Efficient MoE-based TTS with zero-shot voice cloning capabilities.
About
ZONOS2 is an open-source real-time text-to-speech model by Zyphra that delivers high-fidelity voice cloning through its novel MoE architecture, the first in open-source TTS. ZONOS2 leads among open-source TTS models in naturalness and produces life-like zero-shot voice clones across a wide range of speakers and languages.
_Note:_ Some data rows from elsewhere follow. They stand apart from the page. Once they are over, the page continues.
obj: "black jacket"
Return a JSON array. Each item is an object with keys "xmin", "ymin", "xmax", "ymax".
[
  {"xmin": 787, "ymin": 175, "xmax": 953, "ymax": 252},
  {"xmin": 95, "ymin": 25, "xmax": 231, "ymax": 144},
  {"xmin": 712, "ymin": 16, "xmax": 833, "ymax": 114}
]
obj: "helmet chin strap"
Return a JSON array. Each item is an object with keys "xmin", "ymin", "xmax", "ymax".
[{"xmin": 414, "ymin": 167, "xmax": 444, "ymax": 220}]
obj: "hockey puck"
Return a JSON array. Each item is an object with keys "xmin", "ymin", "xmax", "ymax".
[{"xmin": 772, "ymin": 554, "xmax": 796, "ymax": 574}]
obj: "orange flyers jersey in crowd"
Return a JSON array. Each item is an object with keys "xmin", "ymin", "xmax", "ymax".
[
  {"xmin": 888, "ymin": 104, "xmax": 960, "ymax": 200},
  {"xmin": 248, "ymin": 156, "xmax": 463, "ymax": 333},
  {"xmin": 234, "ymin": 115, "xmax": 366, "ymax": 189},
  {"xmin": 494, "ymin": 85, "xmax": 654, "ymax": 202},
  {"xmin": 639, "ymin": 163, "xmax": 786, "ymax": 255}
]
ZONOS2 achieves state-of-the-art performance and is competitive with leading open-source TTS models on widely used open benchmarks such as seed-tts eval, as well as, on our own newly proposed ZTTS1-Eval benchmark. We encourage you to listen to the comparisons below. ZONOS2 performs especially well on speaker similarity and prosody metrics, a testament to the versatility and naturalness of its voice cloning capabilities.
Dwarkesh
"I guess what’s interesting is that it no longer has that synthetic, slop-y cadence you expect from these models. It actually feels like you're talking to a person, right? And maybe the M.O.E thing is actually doing a lot of work here. You get the feel of a much bigger model but with great realtime performance at the same time."





Trump
"Folks, nobody talks about Shinji Ikari the right way, okay? Nobody. They are all saying, oh, he's conflicted, he's emotional, he's hesitant, and I say, maybe. But let me tell you something: the kid got in the robot. A lot of people forget that very important detail. They said, Shinji, get in the robot, and eventually, he did. That's courage, folks. That's results. And his father, Gendo? Terrible guy. Really cold, not a people person. Bad father, bad vibes, bad glasses, everything about him is a problem. Shinji never got support, no encouragement. Nobody said, 'You're doing a fantastic job, Shinji.' They should have said it. Who knows things might have gone a lot better if they had."




British Female
"I must not overfit. Overfitting is the model-killer. Overfitting is the little loss that brings total generalization failure. I will face my loss. I will permit the gradient to pass backward over me and through me. And when it has propagated, I will turn the validation eye to see its path. Where the loss has gone there will be convergence. Only the learned representation will remain."





Parks and Recreation Guy
"You leak your test set? Straight to jail. No validation, no nothing. Data scientists, we have a special jail for data scientists. You overfit? Jail! You underfit? Also jail! Overfit, underfit. You normalize the training data but not the test data? Jail, right away. You tune hyperparameters on the leaderboard? Believe it or not, jail! You call it AI when it’s just logistic regression? Jail! You use a neural net for a problem solved by a decision tree? Jail! You forget to set a random seed? Jail! You set the seed but don’t log the experiment? Also jail! You say 'the model is 99% accurate' on an imbalanced dataset? Right to jail! You deploy without monitoring drift? Jail, immediately."





David Attenborough
"Here, in the dense and unforgiving wilds of synthetic speech, a rare new species begins to stir. This is Zonos 2: alert, expressive, and built for survival in places where lesser models falter. It has learned not from a single habitat, but from many — the steady rhythm of audiobooks, the chatter of podcasts, the pulse of conversation, and the many tongues of a multilingual world. Before any sound becomes part of its instincts, it must pass a trial: voices are detected, transcripts are challenged, and weak utterances are quietly left behind. What remains is clean, varied, and remarkably alive. Across languages and symbols that might confuse a simpler creature, Zonos 2 moves with confidence."





Arlechino
"So it turns out it’s not chlorover. It’s not chlorover at all. Zero distillation required: the talent was organic the whole time."





Obama
"That’s the thing about ambitious projects. They’re never just about the machine itself. The moon landing wasn’t just about a rocket. It was about what happened to our science, our industry, our confidence, and our sense of possibility when we chose to do something extraordinary. So yes, build the Gundam. Build it in Detroit, or Pittsburgh, or Houston, or wherever American workers are ready to show the world what they can do. Build it with union labor. Build it with American steel and American ingenuity. Build it in partnership with our universities and our private sector. And while you’re at it, make sure the technology that comes out of that effort helps us improve prosthetics, disaster response, construction, and national defense. Because that’s what America does at our best. We dream bigger than what seems practical. We turn imagination into industry. We transform science fiction into economic opportunity."